Because credit data can send such strong signals about vulnerability, senior insurance people need to think carefully and comprehensively about the questions they need to ask of their underwriting, claims and data analytics people. And they need to be sufficiently informed so as to understand the answers to those questions, for they may need to challenge them for completeness or accuracy.

I’m not going to list the questions that could be asked about the use of credit data (it’s a long list), but suffice to say, they should cover the suppliers from whom it is obtained, the scope of what it covers, and the analysis being carried out with it.

Consumer Outcomes too

Remember though that these are input questions. Equally important are questions about the impact it is having on consumer outcomes. So how is it influencing the availability of cover, or the composition or price of the cover on offer?

Remember as well that these questions matter to all of us. As what is considered ‘credit data’ broadens, and as analytics drives ever more personalised decisions, most of us will find the cover on offer and the premium quoted being nudged one way or other depending on our near real time spending patterns.

There’s also nothing inevitable or obvious about the conclusions that insurance people can reach. The US states of California and Massachusetts have banned credit based scoring for motor and household covers, while Maryland bans it for household and Hawaii for motor. They deem it to be unfair and discriminatory. There is more than one story around the use of credit data in insurance.

Test, Now

So where to start? Try running some specially designed test datasets through your algorithms to establish how credit data is influencing decisions and the extent to which those decisions are falling within the bounds of fairness and non-discrimination. A third party free of conflicts of interest helping you with this would add to its credibility.

And the time to do this?

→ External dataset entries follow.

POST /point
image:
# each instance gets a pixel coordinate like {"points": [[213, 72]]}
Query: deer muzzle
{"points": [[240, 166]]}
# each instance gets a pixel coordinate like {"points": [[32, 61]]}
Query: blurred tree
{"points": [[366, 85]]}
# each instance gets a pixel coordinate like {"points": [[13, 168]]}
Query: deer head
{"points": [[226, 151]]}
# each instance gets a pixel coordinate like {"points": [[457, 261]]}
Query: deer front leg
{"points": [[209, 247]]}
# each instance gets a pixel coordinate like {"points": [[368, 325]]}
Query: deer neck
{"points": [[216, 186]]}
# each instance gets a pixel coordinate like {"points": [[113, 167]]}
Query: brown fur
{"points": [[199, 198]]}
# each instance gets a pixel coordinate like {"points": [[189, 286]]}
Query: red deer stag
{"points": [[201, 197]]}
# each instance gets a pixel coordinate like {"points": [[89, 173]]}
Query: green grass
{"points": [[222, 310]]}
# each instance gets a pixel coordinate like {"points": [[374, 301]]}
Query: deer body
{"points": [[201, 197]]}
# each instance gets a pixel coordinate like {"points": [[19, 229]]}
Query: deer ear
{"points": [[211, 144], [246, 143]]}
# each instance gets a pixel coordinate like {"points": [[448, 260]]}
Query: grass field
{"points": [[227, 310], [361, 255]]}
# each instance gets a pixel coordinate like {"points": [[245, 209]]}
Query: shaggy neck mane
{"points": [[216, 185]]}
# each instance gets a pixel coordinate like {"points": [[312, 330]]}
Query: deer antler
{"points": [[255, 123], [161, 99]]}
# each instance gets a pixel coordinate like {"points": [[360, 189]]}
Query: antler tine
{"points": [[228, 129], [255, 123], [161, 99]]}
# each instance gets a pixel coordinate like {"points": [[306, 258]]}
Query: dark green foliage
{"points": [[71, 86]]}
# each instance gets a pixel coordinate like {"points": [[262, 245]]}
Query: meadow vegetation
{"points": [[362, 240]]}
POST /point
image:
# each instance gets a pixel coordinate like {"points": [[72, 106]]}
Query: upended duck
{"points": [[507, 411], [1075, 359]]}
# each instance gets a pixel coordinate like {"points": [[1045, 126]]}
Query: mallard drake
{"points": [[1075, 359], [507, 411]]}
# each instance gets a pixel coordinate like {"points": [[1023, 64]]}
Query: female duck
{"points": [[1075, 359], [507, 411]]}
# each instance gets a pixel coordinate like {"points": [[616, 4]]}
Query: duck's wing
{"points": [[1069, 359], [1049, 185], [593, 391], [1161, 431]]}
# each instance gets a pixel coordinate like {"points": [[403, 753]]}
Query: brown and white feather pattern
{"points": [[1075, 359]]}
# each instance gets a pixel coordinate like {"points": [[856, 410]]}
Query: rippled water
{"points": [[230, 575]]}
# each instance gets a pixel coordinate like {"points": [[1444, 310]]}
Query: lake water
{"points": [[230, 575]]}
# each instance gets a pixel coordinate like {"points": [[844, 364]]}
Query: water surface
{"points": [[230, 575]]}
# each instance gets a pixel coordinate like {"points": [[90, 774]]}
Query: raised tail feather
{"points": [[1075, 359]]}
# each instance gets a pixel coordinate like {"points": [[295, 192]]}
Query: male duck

Now is a good time, certainly for UK insurers. 2019 will see the Financial Conduct Authority (FCA) launch a market study into the “access to, and use of, credit information including the coverage, timeliness and consistency of data and products provided by credit reference agencies”. It would have happened sooner if the FCA had not given priority to the pricing review.

Given that the use of credit data in insurance is likely to feature in the FCA’s pricing review, it makes sense for insurers to kill two birds with one stone and really explore the influence credit data is having on outcomes for customers. And one final point: don’t just reach a conclusion; “show me your workings” could become the regulator’s favourite refrain.

Duncan Minty
Duncan Minty
Duncan has been researching and writing about ethics in insurance for over 20 years. As a Chartered Insurance Practitioner, he combines market knowledge with a strong and independent radar on ethics.